Free-flowing HSCP-70 from a glass funnel.

In order to better understand the mechanism of CO2 sorption by HSCPs, the XRD patterns (Figure 3) of various Na2CO3-based compounds were collected, including the reaction products of HSCP-70 after 0, 5, 15, and 60 min of sorption reaction at 30 °C. The XRD pattern of HSCP-70 was very close to the standard pattern of Na2CO3·H2O, which contains only 14.5 wt % water. This indicates that HSCP-70 contains extra water. As such, we also studied the CO2 sorption by pure Na2CO3·H2O, but it exhibited a low CO2 sorption capacity and rate (Figure 4). This suggests that the extra water contained in the sorbent plays a significant role in CO2 sorption. It indicates that the reaction proceeds most rapidly and effectively when Na2CO3, H2O, and CO2 are present simultaneously. Based on the above results, we propose that the extra water on the surface of HSCPs helps to form a basic alkaline aqueous environment. When CO2 diffuses to the surface of HSCPs, it reacts with the basic aqueous media. Since the reaction is exothermic, the generated heat triggers the decomposition of sodium carbonate hydrates, meanwhile releasing water to drive the reaction to proceed continuously. In addition, along the reaction of HSCP-70 and CO2, we also found that the characteristic peaks of Na2CO3 disappeared gradually, then intermediate structures, such as Na3H(CO3)2·2H2O (i.e., Na2CO3·NaHCO3·2H2O) and Na2CO3·3NaHCO3, appeared after reacting for five and 15 min, respectively. Eventually, virtually pure NaHCO3 formed after 60 min of reaction, which is expected.

Figure 3

XRD patterns of various Na2CO3 based compounds and the reaction products of HSCP-70 after 0, 5, 15, and 60 min of CO2 sorption reaction at 30 °C.

Figure 4

CO2 sorption kinetics of HSCP-70, pure water, 30 wt % MEA aqueous solution, and Na2CO3·H2O at 30 °C.

The amine-based CO2 capture system is a proven technology that is already commercialized. To prevent excessive corrosion, typically 30 wt % MEA aqueous solution is used [11]. As shown in Figure 4, a 30 wt % MEA aqueous solution showed similar CO2 uptake kinetics initially, but its overall sorption capacity was relatively low (111 mg/g versus 282 mg/g for HSCP-70). We also studied the CO2 sorption capacity of pure water as a control, whose CO2 uptake capacity was ca. 0.7 mg/g (Figure 4).

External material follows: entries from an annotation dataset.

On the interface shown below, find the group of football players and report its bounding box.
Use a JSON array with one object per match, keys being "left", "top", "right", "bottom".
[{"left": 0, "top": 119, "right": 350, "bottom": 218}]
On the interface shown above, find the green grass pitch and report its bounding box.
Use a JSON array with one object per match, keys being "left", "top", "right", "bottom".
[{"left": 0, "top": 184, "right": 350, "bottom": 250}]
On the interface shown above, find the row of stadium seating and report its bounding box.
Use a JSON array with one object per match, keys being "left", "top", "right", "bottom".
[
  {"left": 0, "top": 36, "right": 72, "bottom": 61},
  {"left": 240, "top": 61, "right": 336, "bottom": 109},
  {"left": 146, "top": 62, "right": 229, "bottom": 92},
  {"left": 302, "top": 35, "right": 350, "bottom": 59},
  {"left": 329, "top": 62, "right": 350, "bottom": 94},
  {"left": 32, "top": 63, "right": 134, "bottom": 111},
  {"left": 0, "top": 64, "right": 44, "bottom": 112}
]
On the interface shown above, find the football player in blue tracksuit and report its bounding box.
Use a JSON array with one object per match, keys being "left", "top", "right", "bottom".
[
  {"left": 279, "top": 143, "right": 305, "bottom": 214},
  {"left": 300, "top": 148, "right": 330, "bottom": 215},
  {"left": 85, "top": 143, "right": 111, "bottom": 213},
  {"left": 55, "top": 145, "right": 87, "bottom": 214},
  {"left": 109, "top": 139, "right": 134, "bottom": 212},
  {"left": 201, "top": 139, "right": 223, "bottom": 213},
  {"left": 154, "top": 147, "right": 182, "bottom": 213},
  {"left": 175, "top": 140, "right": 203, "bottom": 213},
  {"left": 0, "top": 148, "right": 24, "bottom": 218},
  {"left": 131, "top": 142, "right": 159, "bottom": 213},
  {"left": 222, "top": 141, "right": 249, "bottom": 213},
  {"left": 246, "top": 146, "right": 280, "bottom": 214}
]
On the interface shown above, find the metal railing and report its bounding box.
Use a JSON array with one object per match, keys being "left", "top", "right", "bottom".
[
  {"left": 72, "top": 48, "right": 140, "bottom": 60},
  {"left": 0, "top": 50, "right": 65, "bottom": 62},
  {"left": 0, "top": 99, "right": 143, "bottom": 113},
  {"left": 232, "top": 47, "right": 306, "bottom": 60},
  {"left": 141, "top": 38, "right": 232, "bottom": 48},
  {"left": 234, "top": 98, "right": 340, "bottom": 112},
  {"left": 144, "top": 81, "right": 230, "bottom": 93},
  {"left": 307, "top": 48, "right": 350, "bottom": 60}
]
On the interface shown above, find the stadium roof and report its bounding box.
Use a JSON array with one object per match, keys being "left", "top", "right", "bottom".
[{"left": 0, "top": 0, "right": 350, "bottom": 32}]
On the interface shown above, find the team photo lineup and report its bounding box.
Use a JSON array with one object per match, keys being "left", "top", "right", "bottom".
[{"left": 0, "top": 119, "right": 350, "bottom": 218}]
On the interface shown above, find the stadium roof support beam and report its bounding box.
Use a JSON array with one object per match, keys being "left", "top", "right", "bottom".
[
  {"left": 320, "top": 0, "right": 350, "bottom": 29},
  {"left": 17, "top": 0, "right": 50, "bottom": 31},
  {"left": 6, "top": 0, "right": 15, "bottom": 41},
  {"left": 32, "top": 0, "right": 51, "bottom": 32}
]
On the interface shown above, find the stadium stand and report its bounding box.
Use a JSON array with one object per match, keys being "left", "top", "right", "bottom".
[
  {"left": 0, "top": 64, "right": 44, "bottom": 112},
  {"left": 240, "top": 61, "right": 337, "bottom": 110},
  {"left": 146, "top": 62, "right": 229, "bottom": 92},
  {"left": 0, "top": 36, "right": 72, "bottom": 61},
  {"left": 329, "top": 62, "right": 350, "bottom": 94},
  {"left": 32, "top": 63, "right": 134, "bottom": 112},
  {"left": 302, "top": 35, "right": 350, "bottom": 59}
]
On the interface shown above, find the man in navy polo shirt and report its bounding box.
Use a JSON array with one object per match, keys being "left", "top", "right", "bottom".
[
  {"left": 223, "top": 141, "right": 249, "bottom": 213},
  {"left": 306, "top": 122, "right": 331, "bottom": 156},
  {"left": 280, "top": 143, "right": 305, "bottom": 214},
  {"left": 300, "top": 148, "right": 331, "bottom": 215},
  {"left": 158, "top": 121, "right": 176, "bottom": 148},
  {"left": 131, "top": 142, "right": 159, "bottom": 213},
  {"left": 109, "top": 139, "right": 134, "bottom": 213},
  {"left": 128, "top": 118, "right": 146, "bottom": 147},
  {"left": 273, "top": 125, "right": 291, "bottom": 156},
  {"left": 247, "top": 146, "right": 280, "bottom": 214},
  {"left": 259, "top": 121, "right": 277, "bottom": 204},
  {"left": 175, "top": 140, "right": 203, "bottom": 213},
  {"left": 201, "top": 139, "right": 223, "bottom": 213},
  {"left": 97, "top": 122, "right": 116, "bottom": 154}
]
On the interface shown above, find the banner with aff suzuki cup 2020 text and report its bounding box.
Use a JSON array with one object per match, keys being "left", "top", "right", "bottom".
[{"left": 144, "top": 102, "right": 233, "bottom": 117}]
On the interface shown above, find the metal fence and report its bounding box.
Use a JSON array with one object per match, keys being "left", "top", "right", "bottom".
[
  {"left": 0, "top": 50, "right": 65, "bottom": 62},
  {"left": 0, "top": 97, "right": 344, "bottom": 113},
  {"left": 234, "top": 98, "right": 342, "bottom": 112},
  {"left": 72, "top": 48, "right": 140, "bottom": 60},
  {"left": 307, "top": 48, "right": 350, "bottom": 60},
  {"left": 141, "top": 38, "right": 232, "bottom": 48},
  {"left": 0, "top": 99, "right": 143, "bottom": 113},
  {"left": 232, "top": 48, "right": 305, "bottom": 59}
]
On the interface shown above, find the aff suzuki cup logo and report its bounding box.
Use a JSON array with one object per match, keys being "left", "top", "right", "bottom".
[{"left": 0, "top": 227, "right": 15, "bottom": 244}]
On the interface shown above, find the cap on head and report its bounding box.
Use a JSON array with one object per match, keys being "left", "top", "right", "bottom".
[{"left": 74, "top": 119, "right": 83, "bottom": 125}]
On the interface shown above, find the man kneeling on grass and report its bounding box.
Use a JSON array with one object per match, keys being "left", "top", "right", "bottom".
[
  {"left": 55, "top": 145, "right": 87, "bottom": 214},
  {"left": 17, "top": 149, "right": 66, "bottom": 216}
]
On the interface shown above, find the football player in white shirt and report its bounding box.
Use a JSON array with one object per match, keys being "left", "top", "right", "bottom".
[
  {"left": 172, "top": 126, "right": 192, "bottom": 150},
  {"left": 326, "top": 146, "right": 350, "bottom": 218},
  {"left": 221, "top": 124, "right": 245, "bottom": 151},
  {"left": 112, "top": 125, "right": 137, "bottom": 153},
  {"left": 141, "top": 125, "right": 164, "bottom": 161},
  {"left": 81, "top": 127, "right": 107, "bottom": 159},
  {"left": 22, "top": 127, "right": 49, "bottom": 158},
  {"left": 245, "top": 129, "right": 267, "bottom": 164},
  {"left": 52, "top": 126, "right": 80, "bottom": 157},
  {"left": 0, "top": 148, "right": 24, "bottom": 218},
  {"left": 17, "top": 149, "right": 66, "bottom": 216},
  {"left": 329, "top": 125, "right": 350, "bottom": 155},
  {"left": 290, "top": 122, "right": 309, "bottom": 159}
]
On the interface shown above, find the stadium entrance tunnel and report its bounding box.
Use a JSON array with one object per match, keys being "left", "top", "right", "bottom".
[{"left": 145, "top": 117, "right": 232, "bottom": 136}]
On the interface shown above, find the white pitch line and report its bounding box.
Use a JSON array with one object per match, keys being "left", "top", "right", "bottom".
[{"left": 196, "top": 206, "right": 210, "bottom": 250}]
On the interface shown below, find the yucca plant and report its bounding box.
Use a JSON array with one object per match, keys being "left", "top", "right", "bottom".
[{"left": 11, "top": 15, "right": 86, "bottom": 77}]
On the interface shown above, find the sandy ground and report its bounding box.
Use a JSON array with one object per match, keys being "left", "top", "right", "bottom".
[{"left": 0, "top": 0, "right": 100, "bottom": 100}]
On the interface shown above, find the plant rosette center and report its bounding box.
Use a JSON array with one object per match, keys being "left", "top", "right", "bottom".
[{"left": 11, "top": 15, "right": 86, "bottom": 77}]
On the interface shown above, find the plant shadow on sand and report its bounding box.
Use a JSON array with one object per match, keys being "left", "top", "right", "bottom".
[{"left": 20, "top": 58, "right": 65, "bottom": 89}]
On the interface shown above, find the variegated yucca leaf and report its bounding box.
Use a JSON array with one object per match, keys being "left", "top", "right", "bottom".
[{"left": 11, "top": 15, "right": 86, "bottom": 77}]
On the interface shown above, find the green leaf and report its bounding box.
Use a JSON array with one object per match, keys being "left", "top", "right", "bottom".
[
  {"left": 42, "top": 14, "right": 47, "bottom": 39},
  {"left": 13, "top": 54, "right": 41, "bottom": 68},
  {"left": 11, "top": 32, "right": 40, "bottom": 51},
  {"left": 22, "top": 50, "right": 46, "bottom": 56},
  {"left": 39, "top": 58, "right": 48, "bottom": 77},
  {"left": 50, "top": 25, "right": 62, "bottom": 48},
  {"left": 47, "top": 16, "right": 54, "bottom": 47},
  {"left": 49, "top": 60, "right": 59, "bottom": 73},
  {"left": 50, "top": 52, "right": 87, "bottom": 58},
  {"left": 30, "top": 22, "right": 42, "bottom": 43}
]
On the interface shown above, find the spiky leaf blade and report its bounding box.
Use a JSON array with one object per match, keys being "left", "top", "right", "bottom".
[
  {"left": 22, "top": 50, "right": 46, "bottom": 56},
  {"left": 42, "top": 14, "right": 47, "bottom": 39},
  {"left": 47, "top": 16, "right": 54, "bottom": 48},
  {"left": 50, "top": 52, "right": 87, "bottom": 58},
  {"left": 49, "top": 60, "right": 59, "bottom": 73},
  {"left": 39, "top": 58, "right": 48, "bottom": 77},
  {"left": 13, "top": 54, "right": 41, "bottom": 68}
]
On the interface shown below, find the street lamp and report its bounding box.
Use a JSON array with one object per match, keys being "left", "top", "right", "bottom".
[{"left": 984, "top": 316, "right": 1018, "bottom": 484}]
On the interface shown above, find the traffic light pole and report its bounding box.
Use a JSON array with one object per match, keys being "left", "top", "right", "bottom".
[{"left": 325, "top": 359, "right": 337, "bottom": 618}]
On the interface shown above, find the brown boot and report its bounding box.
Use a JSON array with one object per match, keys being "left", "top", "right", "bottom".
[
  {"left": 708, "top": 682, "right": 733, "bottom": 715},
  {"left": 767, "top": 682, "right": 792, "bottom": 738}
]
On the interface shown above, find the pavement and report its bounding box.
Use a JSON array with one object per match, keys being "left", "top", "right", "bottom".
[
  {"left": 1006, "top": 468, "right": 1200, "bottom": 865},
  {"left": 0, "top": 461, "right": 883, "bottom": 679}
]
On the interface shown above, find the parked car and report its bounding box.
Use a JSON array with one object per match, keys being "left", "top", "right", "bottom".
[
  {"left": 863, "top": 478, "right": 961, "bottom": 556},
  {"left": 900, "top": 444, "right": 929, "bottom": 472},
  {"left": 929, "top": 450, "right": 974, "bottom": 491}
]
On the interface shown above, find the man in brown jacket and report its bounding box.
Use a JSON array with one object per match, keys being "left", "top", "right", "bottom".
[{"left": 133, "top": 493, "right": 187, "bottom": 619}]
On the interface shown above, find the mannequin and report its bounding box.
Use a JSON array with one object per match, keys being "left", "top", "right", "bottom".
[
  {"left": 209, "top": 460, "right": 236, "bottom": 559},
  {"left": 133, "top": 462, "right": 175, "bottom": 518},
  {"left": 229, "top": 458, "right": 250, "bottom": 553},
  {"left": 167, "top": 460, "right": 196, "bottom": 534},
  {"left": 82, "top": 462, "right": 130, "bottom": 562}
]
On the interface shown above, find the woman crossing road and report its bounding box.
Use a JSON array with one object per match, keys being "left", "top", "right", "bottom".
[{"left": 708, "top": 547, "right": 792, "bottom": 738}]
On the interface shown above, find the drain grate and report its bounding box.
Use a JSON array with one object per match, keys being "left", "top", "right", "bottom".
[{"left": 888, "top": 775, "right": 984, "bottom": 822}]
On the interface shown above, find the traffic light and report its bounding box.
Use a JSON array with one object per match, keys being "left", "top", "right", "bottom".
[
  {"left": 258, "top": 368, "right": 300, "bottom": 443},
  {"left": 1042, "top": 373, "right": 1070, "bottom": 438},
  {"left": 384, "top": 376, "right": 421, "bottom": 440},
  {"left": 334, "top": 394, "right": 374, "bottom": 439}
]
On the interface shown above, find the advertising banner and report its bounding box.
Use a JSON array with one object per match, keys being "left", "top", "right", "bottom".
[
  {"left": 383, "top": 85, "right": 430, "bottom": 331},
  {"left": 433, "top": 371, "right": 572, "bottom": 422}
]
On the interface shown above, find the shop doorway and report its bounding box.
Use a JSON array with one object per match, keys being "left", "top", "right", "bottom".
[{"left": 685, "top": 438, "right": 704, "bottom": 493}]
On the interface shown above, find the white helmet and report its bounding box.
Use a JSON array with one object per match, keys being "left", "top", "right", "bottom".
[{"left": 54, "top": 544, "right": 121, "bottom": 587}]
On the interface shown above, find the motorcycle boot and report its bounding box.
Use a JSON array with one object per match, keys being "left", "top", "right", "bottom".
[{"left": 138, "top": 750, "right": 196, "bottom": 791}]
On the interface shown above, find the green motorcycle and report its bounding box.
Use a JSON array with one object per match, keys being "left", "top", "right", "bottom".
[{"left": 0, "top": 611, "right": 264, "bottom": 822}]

We also studied the CO2 uptake kinetics at different temperatures and the recyclability of HSCP-70. The suitable temperature range for CO2 capture was determined to be 30–50 °C (Figure 5). A higher temperature will cause excessive evaporation of water in HSCP-70, and a lower temperature will cause the formation of Na2CO3·7H2O (as shown in Figure 6), both of which lead to a lower CO2 uptake of HSCP-70. HSCP-70 also exhibited excellent recyclability with little deterioration in CO2 sorption capacity and reaction rate after recycling (Figure 7).

Figure 5

CO2 sorption kinetics of HSCP-70 at different temperatures.

Figure 6

XRD patterns of HSCP-70 at 10 and 30 °C.

Figure 7

Recycling performance of HSCP-70 after regeneration at 250 °C.

4. Conclusions

In summary, we have demonstrated that support-free HSCPs can be used as effective sorbents for CO2 capture with a high capacity (282 mg/g) and fast sorption rate (90% saturation uptake within 16 min). The elimination of support and the low cost of Na2CO3 make this technology more competitive for large-scale applications. In addition, based on the reaction principles, HSCPs should also have high potential in capturing other acid gases, including SOx, NOx, H2S, and Cl2.